The Battle of Urfa (Urfa Muharebesi, Le guet-apens d'Ourfa) was an uprising in the spring of 1920 against the French army occupying the city of Urfa (modern Şanlıurfa) by the Turkish National Forces. The French garrison of Urfa held out for two months until it sued for negotiations with the Turks for safe conduct out of the city. The Turks reneged on their promises, however, and the French unit was killed in an ambush staged by the Turkish Nationalists during its retreat from Urfa.

==Background==
The city of Urfa was occupied by the French army in the autumn of 1919 with the aim of incorporating this portion of the Ottoman Empire into the French Mandate of Syria. The designs of the French over the region of Cilicia were denounced by Mustafa Kemal Pasha, the leader of the newly formed Turkish National Movement. In the later part of 1919 Kemal and his supporters began to prepare to launch major insurrections against the thinly spread French units garrisoned in Marash, Aintab and Urfa to force the French to give up their territorial pretensions in the region. In January 1920, Ali Saip Bey, the deputy from Urfa to the Turkish National Congress, called on the Kurdish tribes of Urfa to close ranks against the French and resist. His actions were coordinated with Kılıç Ali Bey (Kuluj Ali), a Kurdish army captain.

==Battle==
On February 7, 1920, Ali Saip Bey issued a demand that French forces evacuate Urfa in 24 hours. When the French refused this ultimatum, the Turkish forces rose up on February 9 and placed the French garrison under siege. The insurrection of Urfa was launched at the very moment the Turkish National forces were facing imminent defeat in Marash. The garrison, made up of 473 Frenchmen, Senegalese, Algerians, and Armenians, put up a stiff resistance against the Turkish and Kurdish Nationalists for sixty-one days. On April 7, with supplies of ammunition and food almost depleted, Major Hauger, commander of the beleaguered detachment, asked the Turkish Nationalists that his men be provided with safe conduct and that the Christian population to remain unharmed in exchange for the garrison's evacuation from the city.

Ali Bey accepted Hauger's request and met him at a bridge near the American Mission hospital. In the presence of Major Hauger's subordinate, Captain Sajous, and the Armenian physician Dr. Bechlian, the two commanders discussed terms and agreed that the French would be able to leave with their arms. Ali Bey assured Hauger that the French would be provided with security as far as Arab Punar. Hauger also requested that Ali Bey give ten Turkish notables to accompany his men as hostages, but Ali Bey rejected this and gave him ten of his gendarmes instead. At an hour past midnight, the remaining 300 troops under Hauger's command began their withdrawal from Urfa.

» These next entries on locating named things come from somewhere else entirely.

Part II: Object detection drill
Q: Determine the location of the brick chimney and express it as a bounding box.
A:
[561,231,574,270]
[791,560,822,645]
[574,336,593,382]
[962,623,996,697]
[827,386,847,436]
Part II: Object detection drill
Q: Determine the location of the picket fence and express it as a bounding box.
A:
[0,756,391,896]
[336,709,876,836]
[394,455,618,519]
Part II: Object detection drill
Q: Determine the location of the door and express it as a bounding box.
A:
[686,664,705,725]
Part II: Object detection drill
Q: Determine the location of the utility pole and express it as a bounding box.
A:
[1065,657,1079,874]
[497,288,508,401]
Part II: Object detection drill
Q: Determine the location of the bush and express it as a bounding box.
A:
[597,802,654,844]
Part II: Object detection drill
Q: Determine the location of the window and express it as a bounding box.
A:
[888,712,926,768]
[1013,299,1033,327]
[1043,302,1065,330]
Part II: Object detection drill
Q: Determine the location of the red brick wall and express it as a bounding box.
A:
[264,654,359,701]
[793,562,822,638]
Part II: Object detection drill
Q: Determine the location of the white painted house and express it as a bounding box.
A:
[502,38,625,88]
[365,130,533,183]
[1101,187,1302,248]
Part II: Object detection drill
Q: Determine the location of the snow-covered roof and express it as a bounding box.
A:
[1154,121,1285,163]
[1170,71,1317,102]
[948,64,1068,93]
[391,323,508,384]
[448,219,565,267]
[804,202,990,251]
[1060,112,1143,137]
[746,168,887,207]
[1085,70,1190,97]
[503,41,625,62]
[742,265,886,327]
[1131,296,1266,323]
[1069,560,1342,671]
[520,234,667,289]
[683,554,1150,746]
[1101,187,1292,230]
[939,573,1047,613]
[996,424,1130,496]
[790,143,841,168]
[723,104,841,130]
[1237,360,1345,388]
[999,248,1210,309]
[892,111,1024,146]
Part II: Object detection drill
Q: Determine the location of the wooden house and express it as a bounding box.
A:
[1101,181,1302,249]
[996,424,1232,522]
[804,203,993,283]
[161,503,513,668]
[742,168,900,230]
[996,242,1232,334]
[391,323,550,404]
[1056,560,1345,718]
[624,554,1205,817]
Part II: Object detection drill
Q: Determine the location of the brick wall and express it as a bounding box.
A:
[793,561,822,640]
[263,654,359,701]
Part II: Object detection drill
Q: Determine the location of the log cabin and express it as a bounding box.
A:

At a little before dawn, as the column approached a defile called Ferish Pasha Ravine, it was fusilladed by Kurds who had taken up positions on the ridges overlooking the ravine. The soldiers that Ali Bey had given to Hauger professed their ignorance of the ambush. Hauger attempted in vain to organize a surrender. Some of the French soldiers were able to break through the encirclement but most of them were captured or killed. Hauger himself was killed. Only a handful of the original 473 men and officers of the Urfa garrison were able to reach safety at Arab Punar.